Smith Douglas Homes (SDHC) Q1 2026 earnings summary
Event summary combining transcript, slides, and related documents.
Q1 2026 earnings summary
1 May, 2026Executive summary
Delivered 624 homes in Q1 2026, at the high end of guidance, but home closings fell 7% year-over-year, with revenue down 8% to $206.4 million.
Net new home orders rose 28% to 981, setting a new quarterly record, and backlog homes increased 10% to 869.
Net income fell 78% year-over-year to $4.1 million, with diluted EPS of $0.06 and pre-tax income of $4.3 million.
Community count expanded to 108, up 24% from a year ago, and total controlled lots increased 14% to 23,314.
Maintained focus on pace over price and a land-light, option-based lot acquisition strategy to reduce capital requirements and risk.
Financial highlights
Revenue reached $206.4 million on 624 closings, with an average sales price of $331,000.
Home closings gross margin was 19.6% GAAP, 20.3% adjusted, both down from prior year; margin benefited by 170 bps from reversal of land development accruals.
SG&A expenses were $35.9 million (17.4% of revenue), up $2.9 million year-over-year due to growth investments and lower ASP.
Adjusted net income was $3.2 million, down from $14.7 million year-over-year.

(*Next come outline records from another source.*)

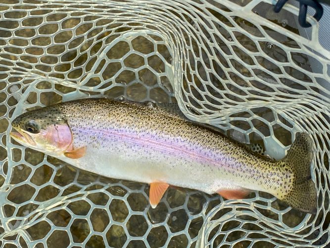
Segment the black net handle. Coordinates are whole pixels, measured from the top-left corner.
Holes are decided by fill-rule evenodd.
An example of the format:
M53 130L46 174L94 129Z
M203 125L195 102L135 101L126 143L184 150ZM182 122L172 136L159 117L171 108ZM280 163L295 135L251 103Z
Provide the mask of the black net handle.
M309 28L312 25L306 20L307 13L307 7L311 7L315 10L314 17L319 21L323 15L323 7L316 0L296 0L299 2L300 6L298 20L299 24L303 27ZM278 13L282 9L284 4L288 0L279 0L275 5L274 11Z

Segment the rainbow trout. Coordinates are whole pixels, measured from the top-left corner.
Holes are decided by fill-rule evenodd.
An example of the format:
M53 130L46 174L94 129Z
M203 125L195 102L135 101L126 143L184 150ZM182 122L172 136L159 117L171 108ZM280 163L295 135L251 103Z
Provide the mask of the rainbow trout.
M12 125L17 131L11 136L26 146L104 176L149 184L153 208L171 185L228 199L260 190L316 212L312 146L306 133L284 158L272 161L162 108L105 99L30 111Z

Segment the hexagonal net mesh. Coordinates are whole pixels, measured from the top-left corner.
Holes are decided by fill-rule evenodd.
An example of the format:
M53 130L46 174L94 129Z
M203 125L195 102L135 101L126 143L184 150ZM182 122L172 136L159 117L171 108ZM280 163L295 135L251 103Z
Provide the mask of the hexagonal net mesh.
M329 243L329 51L272 1L0 1L1 247L320 247ZM313 138L316 215L269 194L224 200L65 164L9 138L23 112L77 98L177 102L280 159Z

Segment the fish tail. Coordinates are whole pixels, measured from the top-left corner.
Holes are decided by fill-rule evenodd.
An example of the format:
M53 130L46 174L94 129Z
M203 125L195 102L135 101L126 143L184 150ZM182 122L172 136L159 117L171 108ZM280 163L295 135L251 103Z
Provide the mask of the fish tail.
M280 160L280 166L289 169L293 176L289 179L290 187L282 188L280 199L293 208L316 214L317 192L311 176L311 163L313 158L312 140L306 133L297 136L286 156ZM285 189L286 188L286 189Z

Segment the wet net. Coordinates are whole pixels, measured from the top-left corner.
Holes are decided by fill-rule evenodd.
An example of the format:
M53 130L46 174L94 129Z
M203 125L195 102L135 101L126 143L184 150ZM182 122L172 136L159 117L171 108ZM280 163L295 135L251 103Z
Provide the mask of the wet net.
M329 243L330 53L273 1L0 0L1 247L321 247ZM327 88L328 87L328 88ZM272 158L313 138L316 215L77 169L11 140L24 112L100 95L177 102Z

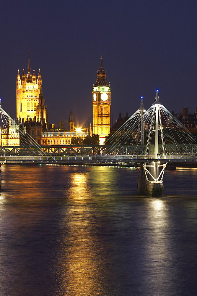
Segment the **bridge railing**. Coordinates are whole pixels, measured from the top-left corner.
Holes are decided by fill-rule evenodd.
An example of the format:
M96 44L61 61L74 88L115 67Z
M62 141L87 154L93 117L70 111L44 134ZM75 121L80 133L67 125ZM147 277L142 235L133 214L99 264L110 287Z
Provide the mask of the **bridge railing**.
M155 158L155 155L148 155L146 156L137 155L82 155L75 156L56 156L43 157L43 156L0 156L0 162L2 163L4 162L8 162L12 163L14 161L24 161L44 162L53 161L61 161L61 162L68 162L74 163L76 162L82 163L91 162L91 163L107 163L113 162L117 163L119 162L133 163L137 162L138 160L141 161L144 160L144 161L149 161L152 160L160 159L161 160L176 160L180 161L185 160L186 161L191 160L195 162L197 161L197 154L194 154L191 155L190 154L187 155L169 155L165 157L161 156Z

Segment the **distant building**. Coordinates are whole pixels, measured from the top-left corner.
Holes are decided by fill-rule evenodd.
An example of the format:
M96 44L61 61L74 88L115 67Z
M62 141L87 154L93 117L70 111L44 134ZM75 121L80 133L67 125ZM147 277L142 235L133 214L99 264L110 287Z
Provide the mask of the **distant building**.
M45 120L47 126L48 114L42 89L42 79L40 69L36 78L35 70L32 74L29 55L28 73L25 74L25 69L22 78L18 70L16 81L17 116L19 120L23 118L35 118L35 121Z
M106 79L102 56L100 59L97 80L92 90L92 105L93 132L99 135L100 144L102 144L105 137L110 133L111 91L109 83Z
M111 129L110 133L113 133L114 132L117 131L129 119L128 112L126 112L126 115L124 117L122 117L122 113L119 113L119 118L113 125Z
M19 70L18 72L16 127L14 127L10 121L7 130L0 128L0 141L2 145L31 145L34 141L40 145L69 145L72 137L84 138L86 136L92 135L91 124L87 129L84 126L81 129L76 128L71 110L68 129L65 128L64 123L62 120L59 121L58 128L55 128L54 124L48 124L40 70L39 69L37 78L34 70L32 74L29 55L28 73L25 74L23 69L21 78ZM19 127L21 128L20 132ZM12 139L12 141L10 141L10 138Z
M192 133L197 133L197 107L196 112L189 114L187 108L183 108L183 112L178 114L172 113L186 128Z

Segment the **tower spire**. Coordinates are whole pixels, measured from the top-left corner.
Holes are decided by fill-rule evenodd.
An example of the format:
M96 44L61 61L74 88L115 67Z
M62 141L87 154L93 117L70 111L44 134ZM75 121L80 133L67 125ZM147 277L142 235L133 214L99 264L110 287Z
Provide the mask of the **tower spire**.
M29 74L31 70L31 67L30 67L30 52L28 52L28 55L29 56L29 59L28 60L28 74Z
M109 83L108 83L106 79L105 71L104 70L102 62L102 57L101 54L100 56L100 67L97 72L97 81L94 84L94 86L109 86Z
M28 52L28 54L29 56L29 59L28 60L28 74L27 75L27 83L32 83L32 76L31 75L31 67L30 67L30 52Z

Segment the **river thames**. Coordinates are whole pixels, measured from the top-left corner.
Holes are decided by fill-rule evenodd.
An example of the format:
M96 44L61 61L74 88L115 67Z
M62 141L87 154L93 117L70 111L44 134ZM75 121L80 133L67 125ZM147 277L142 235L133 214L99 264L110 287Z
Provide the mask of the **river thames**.
M1 296L196 295L197 169L166 171L163 197L133 168L1 169Z

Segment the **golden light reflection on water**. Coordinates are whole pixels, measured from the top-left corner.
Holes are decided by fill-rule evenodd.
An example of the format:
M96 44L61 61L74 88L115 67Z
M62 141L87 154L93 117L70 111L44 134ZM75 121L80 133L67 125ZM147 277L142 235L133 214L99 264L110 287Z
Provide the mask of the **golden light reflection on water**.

EBITDA was $6.5 million (3.1% margin), and adjusted EBITDA was $8.5 million (4.1% margin), both down significantly from the prior year.
Outlook and guidance
Q2 2026 guidance: 725–800 closings, ASP $325,000–$330,000, gross margin 17%–17.5%.
No full-year guidance due to demand variability; primary risks include mortgage rates, consumer confidence, and employment trends.
Expect community count growth of 10%–20% for the year, supporting higher closings.
Management expects continued demand from entry-level and empty-nest homebuyers, but notes ongoing affordability challenges due to elevated mortgage rates.
Liquidity is expected to be sufficient for at least the next 12 months, with flexibility to seek additional capital if needed.